To buttress the reason behind CAAF24, the Executive Director & Co-founder of Climate Action Africa Forum, Grace Oluchi Mbah stated "I stand before you today filled with a profound sense of purpose, but also a deep urgency. The very air we breathe, the land that sustains us, the future we dream for our children – all are under threat from a changing climate." There was a campaign on a tree-planting which was tagged 'Billion Trees for Africa.' It was organized to mitigate the effects of environmental factors in the society.
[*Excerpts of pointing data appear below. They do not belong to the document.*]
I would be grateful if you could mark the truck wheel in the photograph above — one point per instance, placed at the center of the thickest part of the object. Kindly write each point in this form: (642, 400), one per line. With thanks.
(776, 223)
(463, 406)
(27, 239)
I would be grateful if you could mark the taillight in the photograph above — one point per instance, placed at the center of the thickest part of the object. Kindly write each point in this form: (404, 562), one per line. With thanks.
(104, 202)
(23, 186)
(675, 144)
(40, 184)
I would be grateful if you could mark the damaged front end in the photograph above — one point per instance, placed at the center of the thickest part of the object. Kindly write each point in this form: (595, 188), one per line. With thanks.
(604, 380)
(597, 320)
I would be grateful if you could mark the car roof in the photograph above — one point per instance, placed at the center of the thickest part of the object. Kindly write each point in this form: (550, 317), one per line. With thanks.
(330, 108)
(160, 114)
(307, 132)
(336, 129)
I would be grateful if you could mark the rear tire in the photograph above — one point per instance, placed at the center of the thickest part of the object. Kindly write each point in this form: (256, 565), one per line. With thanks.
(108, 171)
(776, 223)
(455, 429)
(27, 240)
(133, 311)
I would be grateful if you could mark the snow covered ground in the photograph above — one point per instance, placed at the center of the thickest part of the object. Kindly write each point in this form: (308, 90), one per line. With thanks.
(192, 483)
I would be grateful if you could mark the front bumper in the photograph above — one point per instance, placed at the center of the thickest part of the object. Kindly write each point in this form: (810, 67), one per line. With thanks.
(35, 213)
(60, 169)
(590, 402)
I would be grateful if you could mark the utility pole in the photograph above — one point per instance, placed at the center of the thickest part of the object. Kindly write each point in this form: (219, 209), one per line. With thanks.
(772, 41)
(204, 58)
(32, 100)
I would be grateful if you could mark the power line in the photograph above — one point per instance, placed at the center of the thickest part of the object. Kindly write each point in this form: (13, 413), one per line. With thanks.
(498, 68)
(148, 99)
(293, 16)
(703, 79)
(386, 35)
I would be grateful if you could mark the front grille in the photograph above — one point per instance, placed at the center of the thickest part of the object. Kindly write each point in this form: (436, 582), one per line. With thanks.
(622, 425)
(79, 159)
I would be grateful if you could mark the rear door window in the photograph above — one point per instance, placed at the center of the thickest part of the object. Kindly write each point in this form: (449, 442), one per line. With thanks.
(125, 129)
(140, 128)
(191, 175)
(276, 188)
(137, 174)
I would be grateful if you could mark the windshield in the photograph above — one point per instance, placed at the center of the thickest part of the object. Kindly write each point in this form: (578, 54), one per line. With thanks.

Some of the agencies and organizations that participated at the CAAF24 included The Nigeria Sovereign Investment Authority, The Catalyst Fund and the Africa Enterprise Challenge Fund are also supporters. The African Development Bank described it an "innovative platform connecting high-impact climate innovators in Africa with potential investors committed to accelerating sustainable solutions." Also in attendance were the  government officials, business leaders, academics, civil society representatives, climate experts and the media. There were panel discussions, workshops in breakout sessions, Deal Room for building potential investors for the acceleration of climate-sustainable solutions in Africa.

== Activities of Climate Action Africa ==
In September 2023, Chukwuemeka Fred Agbata announced the participation of the CMA Team at the Africa Climate Summit 2023. This took place at the Kenyatta International Convention Centre (KICC) in Nairobi, Kenya, from September 4 and 6, 2023. The summit developed the Nairobi Declaration which addressed the challenges of climate change in Africa. World leaders, governments, and policymakers participated in the summit. At the Summit, Grace Oluchi stated, "As we embark on this journey, let us remember that our collective actions today will determine the world we leave for future generations." It becomes critical to work towards saving our planet from further damage by climate issues.

CMA has collaborated with tech organizations and hubs which include Creative Space Startups, ISN Hubs, Techbuild, AfriLabs, Founder Institute, and Growth4Her. It has also been known to do joint programs with the Nigerian Library Association (Anambra State Chapter) and Our Lady Queen of Nigeria Catholic Church.

The issue of Nigeria's climate change brought Climate Action Africa and the National Council on Climate Change (NCCC) on a collaboration to work on lasting strategies for a more globally friendly condition. The Memorandum of Understanding (MoU) of the partnership was signed at the NCC office in Abuja. One of the impacts of the collaboration disclosed that a global event on controlling climate change would take place later in 2024 with stakeholders across the world.

The need for collaboration with stakeholders on the climate action like the policy development and implementation, innovation and technology, community mobilization and education, investment and financing sectors has been called by Climate Action Africa to ensure good sustainable future. Partnering on addressing climate change is also a concern for researchers who reported that it will create more sustainable development.